Tribunal Administratif de Montreuil — Décision N° TA93-2514784

lundi 15 septembre 2025

JuridictionTribunal Administratif de Montreuil
SectionTribunal Administratif de Montreuil
N° DossierTA93-2514784
TypeDécision
RecoursExcès de pouvoir
Avocat requérantCABINET TOMASI-DUMOULIN

Résumé IA

Le Tribunal administratif de Montreuil, statuant en référé sur le fondement de l’article L. 521-1 du code de justice administrative, a rejeté la requête de Mme B... tendant à la suspension de la décision implicite de rejet de sa demande de renouvellement de titre de séjour en qualité de conjointe de Français. Le juge a estimé que la condition d’urgence n’était pas établie, la requérante ne démontrant pas une atteinte suffisamment grave et immédiate à sa situation, malgré l’impossibilité temporaire de travailler et les difficultés administratives liées à la prise d’empreintes. La solution retenue écarte la fin de non-recevoir soulevée par le préfet, mais refuse la suspension faute d’urgence caractérisée.

Texte intégral

Vu la procédure suivante :

Par une requête enregistrée le 26 août 2025, Mme A... B..., représentée par Me Victor, demande au juge des référés, statuant sur le fondement des dispositions de l’article L. 521-1 du code de justice administrative :

1°) de suspendre l’exécution de la décision implicite par laquelle le préfet de la Seine-Saint-Denis a rejeté sa demande de renouvellement de titre de séjour en qualité de conjoint de français ;

2°) d’enjoindre au préfet de la Seine-Saint-Denis ou tout préfet territorialement compétent de lui délivrer une carte de séjour pluriannuelle à ce titre, dans un délai de sept jours à compter de la notification de l’ordonnance à intervenir sous astreinte de 50 euros par jour de retard ou, à défaut, de procéder dans le même délai et sous la même astreinte, au réexamen de sa situation et de lui délivrer, dans l’attente, une autorisation provisoire de séjour l’autorisant à travailler ;

3°) de mettre à la charge de l’Etat la somme de 2 000 euros au titre de l’article L.761-1 du code de justice administrative.

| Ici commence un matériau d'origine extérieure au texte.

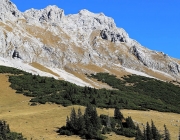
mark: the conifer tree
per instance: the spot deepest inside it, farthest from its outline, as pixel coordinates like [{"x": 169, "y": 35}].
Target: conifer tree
[
  {"x": 130, "y": 123},
  {"x": 73, "y": 119},
  {"x": 148, "y": 132},
  {"x": 139, "y": 135},
  {"x": 166, "y": 133},
  {"x": 155, "y": 133},
  {"x": 117, "y": 114},
  {"x": 80, "y": 121}
]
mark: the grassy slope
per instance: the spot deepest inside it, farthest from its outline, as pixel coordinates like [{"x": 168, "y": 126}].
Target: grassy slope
[{"x": 41, "y": 121}]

Elle soutient qu’il existe un doute sérieux quant à la légalité de la décision attaquée, dès lors qu’elle a été prise par une autorité incompétente ; qu’elle méconnaît les articles L. 423-1, L. 423-3 et L. 433-1 du code de l’entrée et du séjour des étrangers et du droit d’asile ; qu’elle méconnaît l’article L. 423-23 du code de l’entrée et du séjour des étrangers et du droit d’asile ainsi que l’article 8 de la convention européenne de sauvegarde des droits de l’homme et des libertés fondamentales ; qu’elle est entachée d’une erreur manifeste d’appréciationd des conséquences sur sa situation personnelle.

Par un mémoire en défense enregistré le 9 septembre 2025, le préfet de la Seine-Saint-Denis, représenté par Me Tomasi, conclut au rejet de la requête.

Il soutient que :
- à titre principal, la requête est irrecevable, dès lors que la demande est toujours en cours d’instruction et n’a donné lieu à aucune décision ;
- à titre subsidiaire, les conditions d’urgence et de doute sérieux sur la légalité de la décision ne sont pas remplies.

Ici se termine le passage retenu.